With regard to application-driven approaches, much work has been done on the final, surface realisation aspect of text generation[fan2018hierarchical, fan2019strategies]. An approach resembling more closely ours is described by [nie2019dissent]
, who use dependency parsing in combination with discourse relations to determine sentence relations. In our approach, however, in addition to finding relevant articles for the user, we want to classify the type of relation the articles in question have to each other.
In our own previous work we described tools supporting the processing and generation of digital content with a strong industry focus, as is equally the case in the current context of the QURATOR project. The functionality of the curation technology platform is explained in [rehm2018]. [rehm2017h] presents an example of this platform applied to the use case of a personal communication archive, i. e., a collection of approx. 2,800 letters exchanged between the German architect Erich Mendelsohn and his wife Luise between 1910 and 1953. From this, we extracted, i. a., named entities, temporal expressions and events, combined these and used them to track and visualise the movement (across the globe) of Erich and Luise. Additional prototypes are presented in [rehm2017c] and [rehm2017b].
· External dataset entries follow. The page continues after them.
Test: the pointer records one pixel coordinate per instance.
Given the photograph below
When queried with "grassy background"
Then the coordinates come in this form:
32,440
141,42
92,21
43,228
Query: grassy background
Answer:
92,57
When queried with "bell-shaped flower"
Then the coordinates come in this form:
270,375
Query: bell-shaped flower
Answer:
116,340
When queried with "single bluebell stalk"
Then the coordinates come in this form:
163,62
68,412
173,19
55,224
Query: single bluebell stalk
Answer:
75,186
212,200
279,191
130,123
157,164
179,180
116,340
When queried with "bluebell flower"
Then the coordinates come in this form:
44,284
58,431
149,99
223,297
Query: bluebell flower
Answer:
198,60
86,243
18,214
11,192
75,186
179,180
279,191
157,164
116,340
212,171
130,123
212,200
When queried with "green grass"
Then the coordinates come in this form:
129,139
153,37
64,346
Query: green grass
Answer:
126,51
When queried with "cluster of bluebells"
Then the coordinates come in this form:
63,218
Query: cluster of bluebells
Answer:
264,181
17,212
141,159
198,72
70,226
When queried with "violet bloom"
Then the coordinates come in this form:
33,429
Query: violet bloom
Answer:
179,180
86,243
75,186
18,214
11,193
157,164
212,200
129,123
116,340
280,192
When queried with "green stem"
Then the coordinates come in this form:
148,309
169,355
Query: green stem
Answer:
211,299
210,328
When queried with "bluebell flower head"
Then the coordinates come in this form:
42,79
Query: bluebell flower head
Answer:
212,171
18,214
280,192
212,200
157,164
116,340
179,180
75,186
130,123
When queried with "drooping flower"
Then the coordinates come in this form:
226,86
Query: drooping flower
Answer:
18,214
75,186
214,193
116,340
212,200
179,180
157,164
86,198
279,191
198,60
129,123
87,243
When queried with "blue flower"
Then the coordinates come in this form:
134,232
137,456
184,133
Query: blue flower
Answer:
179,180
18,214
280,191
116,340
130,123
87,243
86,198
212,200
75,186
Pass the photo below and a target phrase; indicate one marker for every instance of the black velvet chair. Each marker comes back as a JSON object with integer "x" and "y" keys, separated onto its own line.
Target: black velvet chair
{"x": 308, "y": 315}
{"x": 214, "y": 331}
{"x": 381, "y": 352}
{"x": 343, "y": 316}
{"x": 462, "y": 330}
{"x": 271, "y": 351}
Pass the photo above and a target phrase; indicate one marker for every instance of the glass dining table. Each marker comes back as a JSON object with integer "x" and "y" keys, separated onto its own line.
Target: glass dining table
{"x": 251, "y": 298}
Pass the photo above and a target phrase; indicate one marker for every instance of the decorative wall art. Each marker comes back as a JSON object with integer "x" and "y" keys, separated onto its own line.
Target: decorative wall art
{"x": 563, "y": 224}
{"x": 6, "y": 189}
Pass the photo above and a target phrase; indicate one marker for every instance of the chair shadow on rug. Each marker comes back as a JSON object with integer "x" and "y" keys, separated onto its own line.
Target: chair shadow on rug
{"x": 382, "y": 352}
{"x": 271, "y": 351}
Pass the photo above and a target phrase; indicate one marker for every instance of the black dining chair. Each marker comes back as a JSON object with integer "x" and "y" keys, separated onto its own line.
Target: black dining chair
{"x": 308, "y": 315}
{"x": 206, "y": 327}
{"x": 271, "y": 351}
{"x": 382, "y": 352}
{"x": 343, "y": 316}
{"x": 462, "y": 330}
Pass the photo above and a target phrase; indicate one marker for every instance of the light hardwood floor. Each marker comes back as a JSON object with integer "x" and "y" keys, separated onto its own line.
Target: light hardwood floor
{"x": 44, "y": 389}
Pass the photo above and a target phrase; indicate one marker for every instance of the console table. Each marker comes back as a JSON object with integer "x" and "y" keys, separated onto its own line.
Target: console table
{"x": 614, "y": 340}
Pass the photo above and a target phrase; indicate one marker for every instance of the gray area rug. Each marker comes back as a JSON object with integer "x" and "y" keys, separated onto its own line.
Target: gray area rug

3 Industry Needs and Applications: The “Explore the Neighbourhood!” Use Case
“Explore the Neighbourhood!” is a concept for a mobile app, which engages urban explorers in semi-automatically created stories, making use of digitized cultural collections. Moabit is a district in Berlin and was chosen due to its rich history and lively present. Such an app could be made available by museums, cities or municipalities, tourist information offices or local marketing campaigns. End users might be tourists, pupils studying in or visiting the neighborhood, or residents. Value is created for all parties by entertaining and educating users whilst communicating the district’s or cultural institution’s relevance. The app offers both curated and generated stories. While in a final concept of “Explore the Neighbourhood!” these differences might not be noticed by the end user, in the following we will present each approach separately to describe the concept more precisely. We plan to fully integrate the approach described in Section 4.
3.1 Curated Stories
Upon launching the app a set of interactive stories is offered to the end user who can influence the story’s direction, depth, and pace. Nevertheless, it still contains significant plot elements curated by an editor. The curation process requires the editor to define several storylines in a customised tool, which contains search capabilities and a recommendation system (Figure 1), both of which help surface relevant content for each step along a story path. Such a tool is made possible due to rich metadata which allow queries such as “poems describing Berlin in a praising tone” (text classification and analysis detecting locations and sentiment) or “photos showing Kurt Tucholsky next to a church” (image classification and analysis detecting people and objects, in this case churches). Figure 1 shows the user interface of such a tool.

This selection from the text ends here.